= Pure subgroup =

In mathematics, especially in the area of algebra studying the theory of abelian groups, a pure subgroup is a generalization of direct summand. It has found many uses in abelian group theory and related areas.

==Definition==
A subgroup $S$ of a (typically abelian) group $G$ is said to be pure if whenever an element of $S$ has an $n^{\text{th}}$ root in $G$, it necessarily has an $n^{\text{th}}$ root in $S$. Formally: $\forall n \in\Z, a \in S$, the existence of an $x$ in G such that $x^n = a \Rightarrow$ the existence of a $y$ in S such that $y^n = a$.

==Origins==
Pure subgroups are also called isolated subgroups or serving subgroups and were first investigated in Prüfer's 1923 paper, which described conditions for the decomposition of primary abelian groups as direct sums of cyclic groups using pure subgroups. The work of Prüfer was complemented by Kulikoff where many results were proved again using pure subgroups systematically. In particular, a proof was given that pure subgroups of finite exponent are direct summands. A more complete discussion of pure subgroups, their relation to infinite abelian group theory, and a survey of their literature is given in Irving Kaplansky's little red book.

==Properties==
- Every direct summand of a group is a pure subgroup.
- Every pure subgroup of a pure subgroup is pure.
- A divisible subgroup of an abelian group is pure.
- If the quotient group is torsion-free, the subgroup is pure.
- The torsion subgroup of an abelian group is pure.
- The directed union of pure subgroups is a pure subgroup.

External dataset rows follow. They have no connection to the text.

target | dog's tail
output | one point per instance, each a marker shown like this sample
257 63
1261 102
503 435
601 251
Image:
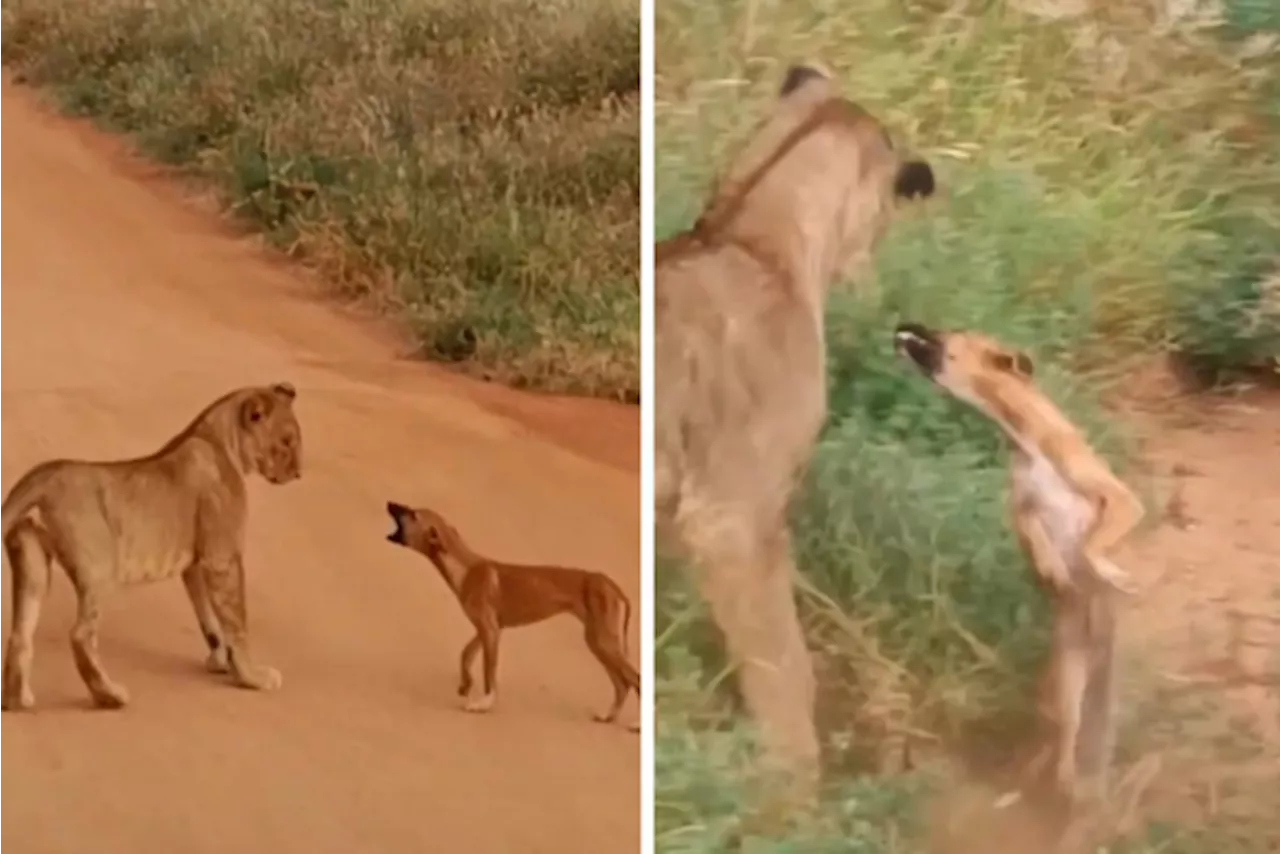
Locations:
626 624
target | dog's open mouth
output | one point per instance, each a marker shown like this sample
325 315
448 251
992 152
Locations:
397 512
922 346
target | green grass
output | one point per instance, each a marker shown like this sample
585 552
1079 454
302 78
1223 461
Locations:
1095 217
472 168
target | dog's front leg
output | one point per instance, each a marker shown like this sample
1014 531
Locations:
469 654
488 634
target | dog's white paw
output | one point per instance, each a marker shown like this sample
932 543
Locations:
479 704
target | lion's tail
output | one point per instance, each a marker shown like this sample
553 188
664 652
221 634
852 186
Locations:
27 493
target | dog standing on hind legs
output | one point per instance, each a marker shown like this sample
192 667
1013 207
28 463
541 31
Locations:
741 388
1069 512
497 596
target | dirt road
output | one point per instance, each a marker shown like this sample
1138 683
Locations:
123 313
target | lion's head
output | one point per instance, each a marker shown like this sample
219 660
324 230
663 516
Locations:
270 435
817 185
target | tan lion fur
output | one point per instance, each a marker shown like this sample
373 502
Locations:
740 370
178 511
496 596
1069 512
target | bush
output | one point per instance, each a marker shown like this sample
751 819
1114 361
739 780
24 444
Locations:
472 167
1095 181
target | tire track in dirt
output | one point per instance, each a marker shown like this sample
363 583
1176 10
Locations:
122 313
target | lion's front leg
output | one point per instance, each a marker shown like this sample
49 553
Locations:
216 661
224 583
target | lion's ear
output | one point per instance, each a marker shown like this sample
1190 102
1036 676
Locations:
914 179
255 409
796 77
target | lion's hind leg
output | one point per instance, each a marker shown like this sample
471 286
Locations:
744 569
30 572
106 692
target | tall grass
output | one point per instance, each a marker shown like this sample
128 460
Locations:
1110 193
472 167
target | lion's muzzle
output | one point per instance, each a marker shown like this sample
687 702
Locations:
919 345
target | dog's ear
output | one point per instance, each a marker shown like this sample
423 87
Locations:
1015 362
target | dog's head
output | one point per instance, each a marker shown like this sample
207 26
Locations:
969 365
420 529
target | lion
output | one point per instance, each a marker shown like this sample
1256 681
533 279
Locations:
740 373
1069 512
178 511
496 596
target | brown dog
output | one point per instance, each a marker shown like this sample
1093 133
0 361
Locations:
497 596
1069 512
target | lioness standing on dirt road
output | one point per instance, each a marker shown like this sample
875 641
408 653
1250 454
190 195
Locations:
178 511
740 373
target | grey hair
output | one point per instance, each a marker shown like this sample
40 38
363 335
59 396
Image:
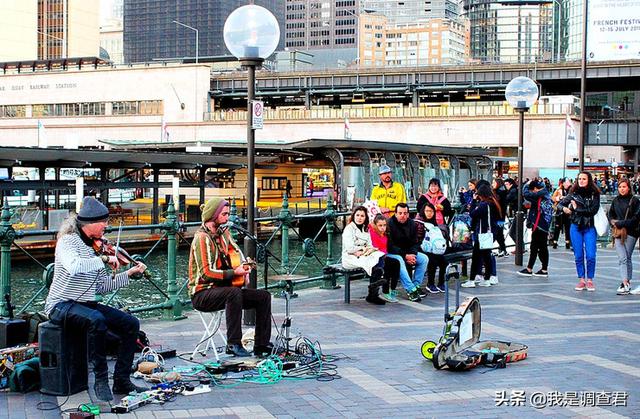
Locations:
71 225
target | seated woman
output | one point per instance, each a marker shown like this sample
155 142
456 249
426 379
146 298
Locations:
436 262
358 252
378 231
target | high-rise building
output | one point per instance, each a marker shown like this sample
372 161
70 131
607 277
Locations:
409 11
150 32
68 28
420 43
315 25
510 33
48 29
18 36
111 33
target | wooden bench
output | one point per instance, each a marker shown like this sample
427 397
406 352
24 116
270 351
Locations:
335 270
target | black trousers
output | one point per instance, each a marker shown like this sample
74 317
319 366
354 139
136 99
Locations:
539 249
233 300
436 262
562 223
502 246
480 257
391 274
97 319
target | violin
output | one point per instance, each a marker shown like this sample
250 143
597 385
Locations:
103 246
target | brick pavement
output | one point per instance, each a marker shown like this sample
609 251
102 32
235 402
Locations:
580 342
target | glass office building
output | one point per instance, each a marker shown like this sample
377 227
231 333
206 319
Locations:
503 33
150 33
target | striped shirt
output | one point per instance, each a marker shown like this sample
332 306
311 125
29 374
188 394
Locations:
79 275
206 268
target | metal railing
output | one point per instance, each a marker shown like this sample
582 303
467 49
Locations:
284 225
441 111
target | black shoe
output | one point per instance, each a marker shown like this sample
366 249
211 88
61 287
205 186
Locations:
103 392
375 299
236 349
263 350
126 387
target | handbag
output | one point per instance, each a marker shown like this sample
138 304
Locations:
601 222
621 232
485 240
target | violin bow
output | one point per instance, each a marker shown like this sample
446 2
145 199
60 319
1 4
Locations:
118 243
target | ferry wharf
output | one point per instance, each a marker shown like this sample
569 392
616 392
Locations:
582 362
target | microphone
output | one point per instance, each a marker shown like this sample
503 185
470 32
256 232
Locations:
241 229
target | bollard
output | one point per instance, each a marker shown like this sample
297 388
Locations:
285 218
173 311
7 235
330 217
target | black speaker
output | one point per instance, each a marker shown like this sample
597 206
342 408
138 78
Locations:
13 332
63 360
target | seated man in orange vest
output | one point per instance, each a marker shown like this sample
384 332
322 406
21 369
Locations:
218 275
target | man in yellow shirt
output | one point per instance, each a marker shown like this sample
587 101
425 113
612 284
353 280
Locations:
388 193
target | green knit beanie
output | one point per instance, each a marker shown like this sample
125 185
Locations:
213 208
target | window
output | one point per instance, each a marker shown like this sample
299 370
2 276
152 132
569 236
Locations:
274 183
13 111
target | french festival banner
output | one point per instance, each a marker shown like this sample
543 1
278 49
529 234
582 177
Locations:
613 31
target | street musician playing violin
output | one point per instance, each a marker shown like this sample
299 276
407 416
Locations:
218 274
79 276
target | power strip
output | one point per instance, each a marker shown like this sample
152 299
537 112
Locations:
131 402
203 388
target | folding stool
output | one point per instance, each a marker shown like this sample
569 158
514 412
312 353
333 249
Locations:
211 322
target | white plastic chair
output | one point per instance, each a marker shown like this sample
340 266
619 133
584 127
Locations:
211 322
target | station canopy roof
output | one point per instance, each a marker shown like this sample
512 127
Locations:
300 147
59 157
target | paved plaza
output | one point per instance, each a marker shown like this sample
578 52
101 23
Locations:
586 343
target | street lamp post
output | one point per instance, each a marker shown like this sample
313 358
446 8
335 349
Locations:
193 29
251 33
559 33
521 93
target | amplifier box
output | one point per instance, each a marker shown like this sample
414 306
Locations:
13 332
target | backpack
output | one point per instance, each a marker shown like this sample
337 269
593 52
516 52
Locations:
461 230
434 241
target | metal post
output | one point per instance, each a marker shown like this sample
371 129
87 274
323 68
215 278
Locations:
249 245
171 225
519 214
330 217
285 219
7 235
43 199
583 86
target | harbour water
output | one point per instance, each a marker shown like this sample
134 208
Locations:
26 275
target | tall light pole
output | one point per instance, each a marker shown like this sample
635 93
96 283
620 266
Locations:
193 29
357 16
583 85
559 33
251 34
521 93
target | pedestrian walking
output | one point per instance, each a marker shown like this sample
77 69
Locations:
561 220
624 216
581 204
539 220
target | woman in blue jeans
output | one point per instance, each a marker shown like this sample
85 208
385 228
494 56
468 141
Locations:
581 204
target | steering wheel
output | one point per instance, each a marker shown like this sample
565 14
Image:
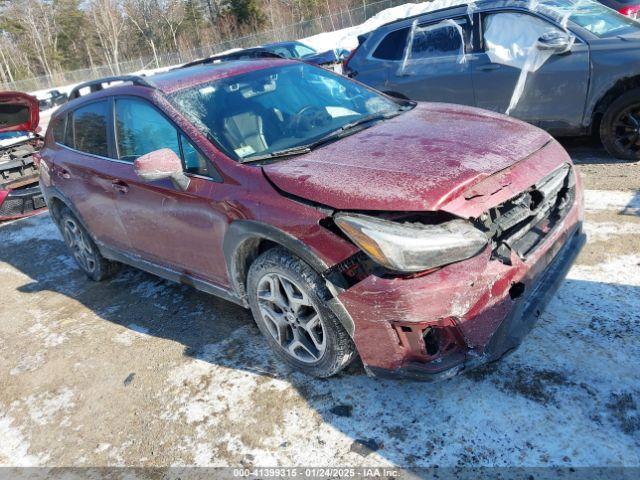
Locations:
307 119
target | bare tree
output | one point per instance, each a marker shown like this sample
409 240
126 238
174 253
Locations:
109 22
36 28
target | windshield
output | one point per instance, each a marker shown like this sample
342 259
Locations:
266 111
595 17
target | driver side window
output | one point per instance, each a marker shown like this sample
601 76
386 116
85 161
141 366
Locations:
141 129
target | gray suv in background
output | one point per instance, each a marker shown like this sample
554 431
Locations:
571 67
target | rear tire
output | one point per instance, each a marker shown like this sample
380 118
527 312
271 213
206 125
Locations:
620 126
287 299
83 249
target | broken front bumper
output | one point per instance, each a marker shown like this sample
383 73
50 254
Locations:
461 316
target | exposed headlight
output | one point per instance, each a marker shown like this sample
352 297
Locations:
412 247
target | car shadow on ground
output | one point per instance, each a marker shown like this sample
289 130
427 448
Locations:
546 399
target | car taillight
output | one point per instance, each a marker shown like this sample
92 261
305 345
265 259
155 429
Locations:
345 64
632 11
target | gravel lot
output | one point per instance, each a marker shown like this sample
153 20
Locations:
138 371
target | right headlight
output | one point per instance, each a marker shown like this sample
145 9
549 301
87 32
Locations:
412 247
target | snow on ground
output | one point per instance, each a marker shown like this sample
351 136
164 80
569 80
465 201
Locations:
194 384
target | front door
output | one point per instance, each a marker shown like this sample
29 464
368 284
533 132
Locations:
84 172
510 75
433 66
182 230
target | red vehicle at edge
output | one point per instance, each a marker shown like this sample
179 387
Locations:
425 238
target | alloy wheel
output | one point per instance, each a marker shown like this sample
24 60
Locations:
80 248
291 318
626 130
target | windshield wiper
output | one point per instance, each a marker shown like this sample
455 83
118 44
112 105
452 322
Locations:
369 118
334 135
278 153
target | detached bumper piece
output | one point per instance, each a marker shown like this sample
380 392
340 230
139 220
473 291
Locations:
21 203
529 305
523 223
20 193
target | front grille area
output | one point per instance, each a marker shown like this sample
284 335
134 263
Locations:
22 202
522 223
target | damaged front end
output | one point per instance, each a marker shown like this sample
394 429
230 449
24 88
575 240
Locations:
20 193
431 318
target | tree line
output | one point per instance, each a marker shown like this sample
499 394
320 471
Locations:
46 37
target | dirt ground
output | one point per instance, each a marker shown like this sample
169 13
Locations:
138 371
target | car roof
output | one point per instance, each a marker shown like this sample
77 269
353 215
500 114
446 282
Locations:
480 5
178 79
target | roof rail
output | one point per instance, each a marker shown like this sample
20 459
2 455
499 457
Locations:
97 85
253 53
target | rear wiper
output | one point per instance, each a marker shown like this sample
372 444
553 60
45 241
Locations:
339 133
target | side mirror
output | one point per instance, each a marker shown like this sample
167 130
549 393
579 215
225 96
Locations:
160 164
555 42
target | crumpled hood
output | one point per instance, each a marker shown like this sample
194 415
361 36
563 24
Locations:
19 112
417 161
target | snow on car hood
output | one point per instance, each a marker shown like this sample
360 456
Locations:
414 162
19 112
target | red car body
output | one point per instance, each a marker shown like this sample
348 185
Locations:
19 192
435 158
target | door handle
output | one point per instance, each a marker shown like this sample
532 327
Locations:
489 67
120 187
62 173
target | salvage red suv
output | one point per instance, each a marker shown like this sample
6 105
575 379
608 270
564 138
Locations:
424 238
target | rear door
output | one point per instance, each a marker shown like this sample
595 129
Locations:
432 65
182 230
510 75
84 171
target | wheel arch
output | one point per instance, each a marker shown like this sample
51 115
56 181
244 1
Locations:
608 97
245 240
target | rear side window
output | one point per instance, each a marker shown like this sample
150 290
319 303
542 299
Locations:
90 129
141 129
442 39
393 45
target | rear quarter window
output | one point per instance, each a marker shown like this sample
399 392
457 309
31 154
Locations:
90 128
392 46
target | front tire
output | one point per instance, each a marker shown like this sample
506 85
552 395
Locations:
287 299
84 250
620 126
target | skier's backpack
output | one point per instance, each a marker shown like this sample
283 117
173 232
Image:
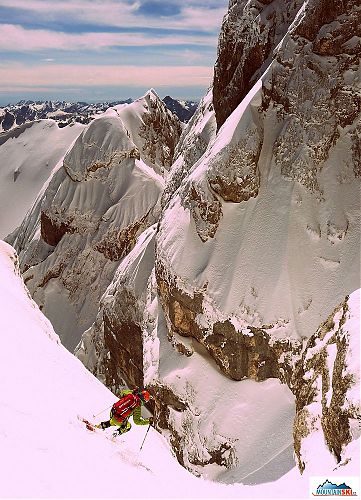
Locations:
125 407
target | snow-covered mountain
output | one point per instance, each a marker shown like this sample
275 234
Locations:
43 390
67 113
105 193
28 156
228 280
257 245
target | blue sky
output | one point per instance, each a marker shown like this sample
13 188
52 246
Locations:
95 50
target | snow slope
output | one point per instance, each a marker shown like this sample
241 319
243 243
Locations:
45 452
28 156
101 198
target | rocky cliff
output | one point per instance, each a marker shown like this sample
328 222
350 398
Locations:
240 291
258 241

Since in a finitely generated abelian group the torsion subgroup is a direct summand, one might ask if the torsion subgroup is always a direct summand of an abelian group. It turns out that it is not always a summand, but it is a pure subgroup. Under certain mild conditions, pure subgroups are direct summands. So, one can still recover the desired result under those conditions, as in Kulikoff's paper. Pure subgroups can be used as an intermediate property between a result on direct summands with finiteness conditions and a full result on direct summands with less restrictive finiteness conditions. Another example of this use is Prüfer's paper, where the fact that "finite torsion abelian groups are direct sums of cyclic groups" is extended to the result that "all torsion abelian groups of finite exponent are direct sums of cyclic groups" via an intermediate consideration of pure subgroups.

==Generalizations==

Pure subgroups were generalized in several ways in the theory of abelian groups and modules. Pure submodules were defined in a variety of ways, but eventually settled on the modern definition in terms of tensor products or systems of equations; earlier definitions were usually more direct generalizations such as the single equation used above for n'th roots. Pure injective and pure projective modules follow closely from the ideas of Prüfer's 1923 paper. While pure projective modules have not found as many applications as pure injectives, they are more closely related to the original work: A module is pure projective if it is a direct summand of a direct sum of finitely presented modules. In the case of the integers and abelian groups a pure projective module amounts to a direct sum of cyclic groups.